Symbols matter, and so does removing them
Complicated. Ignorant. Entrenched. It’s easy to come up with words to describe the state of race relations in this country and especially in the South, but some come to mind more easily than others after what happened in Charleston last week. Dylann Storm Roof attended Bible study with black congregants of Emanuel AME Church in Charleston and then summarily gunned down nine of those in the group.
And once again we in this country are forced to confront the ugly reality of racism, compelled to search for ways to turn tragedy into change.
South Carolina Gov. Nikki Haley is leading efforts to remove the Confederate flag — a particularly pernicious symbol of our ignominious racial history — from statehouse grounds. Her call for the flag’s removal comes with the support of most of the state’s leading politicians, signaling what at this point appears to be a sea change in attitudes.

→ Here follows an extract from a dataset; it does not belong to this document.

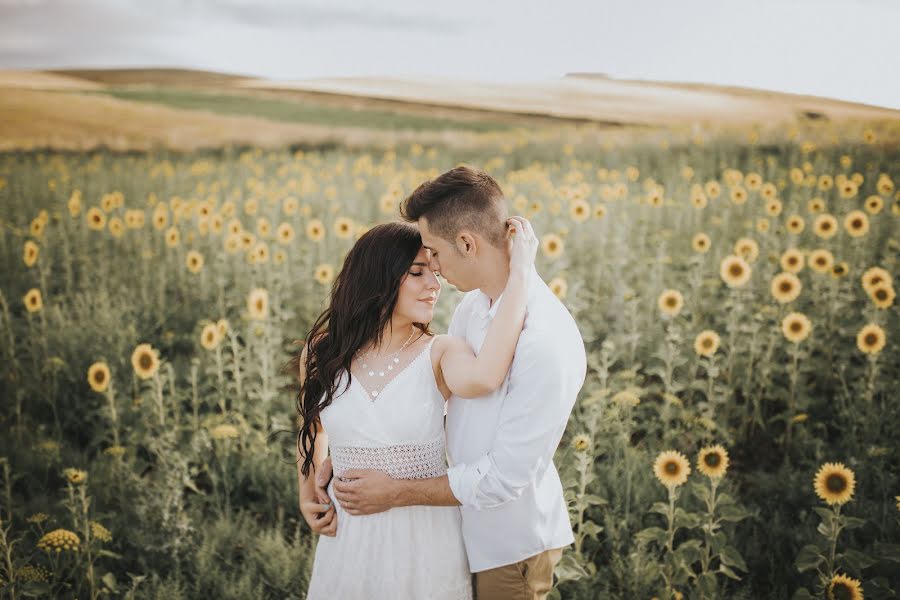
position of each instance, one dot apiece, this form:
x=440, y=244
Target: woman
x=373, y=384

One lawmaker said his Christian faith and its call for love and inclusiveness trumped his respect for tradition and history. Our attitude toward symbols — like the Confederate flag — don’t get to the heart of the matter, but symbols do matter.

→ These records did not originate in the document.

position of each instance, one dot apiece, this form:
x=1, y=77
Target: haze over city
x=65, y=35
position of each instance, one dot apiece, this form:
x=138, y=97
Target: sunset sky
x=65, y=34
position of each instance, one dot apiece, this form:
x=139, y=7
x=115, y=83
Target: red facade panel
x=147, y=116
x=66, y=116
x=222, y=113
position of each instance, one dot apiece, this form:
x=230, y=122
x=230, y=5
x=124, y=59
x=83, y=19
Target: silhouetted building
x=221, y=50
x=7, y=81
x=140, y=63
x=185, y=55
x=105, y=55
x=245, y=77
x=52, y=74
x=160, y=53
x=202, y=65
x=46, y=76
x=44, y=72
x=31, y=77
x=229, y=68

Emanuel AME is itself a strong symbol of defiance to slavery and racism. In 1909, Booker T. Washington spoke there, as did Martin Luther King in 1962. The church has been burned because it served as a gathering place for African Americans.
As the child of parents from North and South Carolina who were born in the 1920s and 30s, I witnessed in my home how complicated racism is. My father was the son of a textile mill worker in a tiny South Carolina town, and my mom spent her pre-teen years doing farm work in eastern North Carolina. They both grew up when racism was the norm, when poorly educated white Southerners seldom rose above that kind of thinking.

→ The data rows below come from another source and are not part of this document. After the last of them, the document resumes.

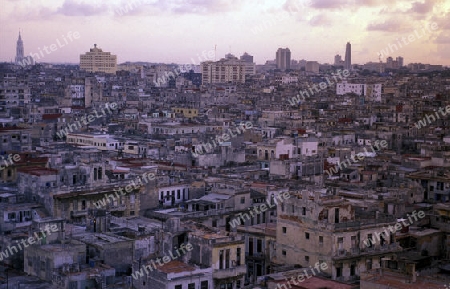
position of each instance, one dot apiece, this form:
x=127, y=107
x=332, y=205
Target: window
x=221, y=259
x=339, y=270
x=258, y=246
x=369, y=242
x=238, y=257
x=340, y=243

And yet they both did. When I was 11, my brother and I brought a Confederate flag home from our tip to Six Flags Over Georgia. I think it was because it was the cheapest thing we could find, plus we were both going crazy about Southern music like the Allman Brothers and The Marshall Tucker Band. We hung it in our shared bedroom.
I remember my mother telling me that some people would think us racist for doing so, but she didn’t stop us. Until that time that aspect of what the flag stood for had not even occurred to me. I was too young to understand the intersection between Southern pride and racial tensions. A 100-and-something-year-old war long over was still causing problems? I didn’t get it.
This kind of innocence had a reckoning for me in junior high school. Ricky was a friend, in my homeroom, and also black. Six or seven of us were “kicking” paper footballs around at our desks one morning before the bell rang. I offhandedly said something to him that ended with the word “boy.” Again, I was ignorant to the connotation, but Ricky was not. He ran over to my desk, grabbed me by collar, mad as hell, and said his father told him to never let a white person call him “boy.” The other guys separated us, but I was shaken.
No googling answers back then, so I talked to both my parents about what had happened. They explained how denigrating the word “boy” was to blacks in the South, how it symbolized a long history of being treated like an inferior just because of the color of one’s skin, how young punk Southern white boys would use the word to talk to men twice, three times their own age. I went to the encyclopedias we had and did some research on civil rights, slavery and the Civil War, a history lesson that began to open my eyes to many things.
Racism remains a particularly pernicious evil and removing its symbols won’t erase the problem. But just as the Confederate flag is symbolic for so many, so the act of removing it is an equally symbolic act. It matters, and I hope it happens.